Tactical Analysis Tottenham 3-1 Real Madrid

Discussion in 'UEFA and Europe' started by Covershadow, Nov 3, 2017.

  1. Covershadow

    Covershadow Member

    Aug 30, 2016
    A Statement By Tottenham Hotspur!

    Tottenham’s defensive orientation

    Pochettino looked to take a secure approach of press as Tottenham didn’t always insist on disturbing the early phase of Real’s build-up. Tottenham assigned the pressing work based on a 5-3-2-ish shape, with Christian Eriksen slightly higher than the other two central midfielders. The Dane pressed Casemiro while Harry Kane and Delle Alli kept an eye on Real’s both center halves. The other defensive duty for Tottenham’s 8 was that they also had to maintained good access to Kroos and Modric. An example was identified in the 1st minute of the game, Eriksen stepped up to press Kroos in Real’s early third. But when the ball was switched to the right half space, Harry Winks stayed in the middle third as he engaged with Luka Modric. At times, the ball side 8 had to also drop deep and press towards the touchline to isolate Real’s full back on the wing.



    Also worth mentioning was that despite a focus on a fairly low block, in possession and when it came for them to attack the final third, Tottenham’s mdifield trio and both wing backs kept maintaining the spatial occupation, both in wide area and around the center. In theory, this was paramount given the need for the attack to secure the zone 14 and zone 11 in case any counter attack occurred. In this regard and when the ball got into the penalty area, Winks and Dier would move up and occupy any space in the final third outside of the box while Eriksen moved across the 10 to support the possession. In the wide corridors, both wing backs established a maximum width as the ball side wing back stayed wide and as high as possible while the far one stayed slightly deeper but had to be ready for any deep runs in the upper final third.

    The midfield 4 and Marcelo the free man

    In Real’s attack, Kroos and Modric alternately dropped into the deeper half space beside of each central defender with Kroos seemingly deeper. The German dropped into the half space to help advance the ball as well as to invite Eriksen to move up which made it easier for Real to access Marcelo on the left wing.

    Isco was often found to occupy the higher ground. He shifted across the midfield line to support the possession on both sides of the field. Casemiro was the nominal 6, but, sometimes, the Brazilian pushed higher up the pitch, staying in the same line as Ronaldo and Benzema. Real’s midfield 4, as always, continuously kept swapping positions to keep the opponent guessing all the time.

    The other important principle in Real’s attack was they used Marcelo as the free man. One method of how Real created free man on the wide area (ie. Marcelo) can be seen in the graphic below.


    Real’s pressing issue

    One of the issues in Real’s press was that it was hard for the visitors to secure the space behind their first line of press. For example, in a high press, Ronaldo, Benzema, and Kroos stepped high up the pitch and put a press to Tottenham’s first line.

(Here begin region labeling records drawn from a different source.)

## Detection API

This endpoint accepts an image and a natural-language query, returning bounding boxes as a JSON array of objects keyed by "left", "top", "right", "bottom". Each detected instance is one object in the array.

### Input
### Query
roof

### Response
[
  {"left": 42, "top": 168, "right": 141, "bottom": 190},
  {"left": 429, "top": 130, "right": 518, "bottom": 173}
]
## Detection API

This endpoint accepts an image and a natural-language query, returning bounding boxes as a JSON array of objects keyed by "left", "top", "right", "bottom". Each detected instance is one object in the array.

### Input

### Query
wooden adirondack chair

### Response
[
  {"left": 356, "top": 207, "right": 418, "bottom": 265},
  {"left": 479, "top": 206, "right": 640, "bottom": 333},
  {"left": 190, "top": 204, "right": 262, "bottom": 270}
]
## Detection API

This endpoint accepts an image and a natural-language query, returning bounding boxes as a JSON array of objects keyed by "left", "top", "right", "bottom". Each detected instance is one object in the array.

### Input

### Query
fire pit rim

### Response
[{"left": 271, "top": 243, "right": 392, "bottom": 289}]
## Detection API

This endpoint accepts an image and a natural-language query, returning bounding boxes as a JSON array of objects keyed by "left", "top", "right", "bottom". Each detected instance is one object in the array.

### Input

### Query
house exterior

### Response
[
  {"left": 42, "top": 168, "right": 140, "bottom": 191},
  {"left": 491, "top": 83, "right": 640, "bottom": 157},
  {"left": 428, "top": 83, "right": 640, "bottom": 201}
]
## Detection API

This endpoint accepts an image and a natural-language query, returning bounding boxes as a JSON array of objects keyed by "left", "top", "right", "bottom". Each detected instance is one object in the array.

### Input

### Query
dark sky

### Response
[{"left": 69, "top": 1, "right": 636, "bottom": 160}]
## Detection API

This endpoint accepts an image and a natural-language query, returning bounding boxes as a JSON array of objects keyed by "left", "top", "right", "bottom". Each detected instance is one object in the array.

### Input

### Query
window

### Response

With proper timing and intensity, this should have made it hard for Tottenham to progress, but, practically, it became problematic since the cover behind the first line of press was weak.

    Tottenham’s diagonality

    One of Tottenham’s penetration patterns into the box was that they tried to make use of the flank to open up access in the center and exploit the said space using a diagonal-like structure. One of the patterns they used was circulating the ball wide followed by a backward diagonal pass to the midfielders in the same wing and near half space followed by a diagonal onward pass to the center or, at times, they played an aerial diagonal ball to the far side wing back.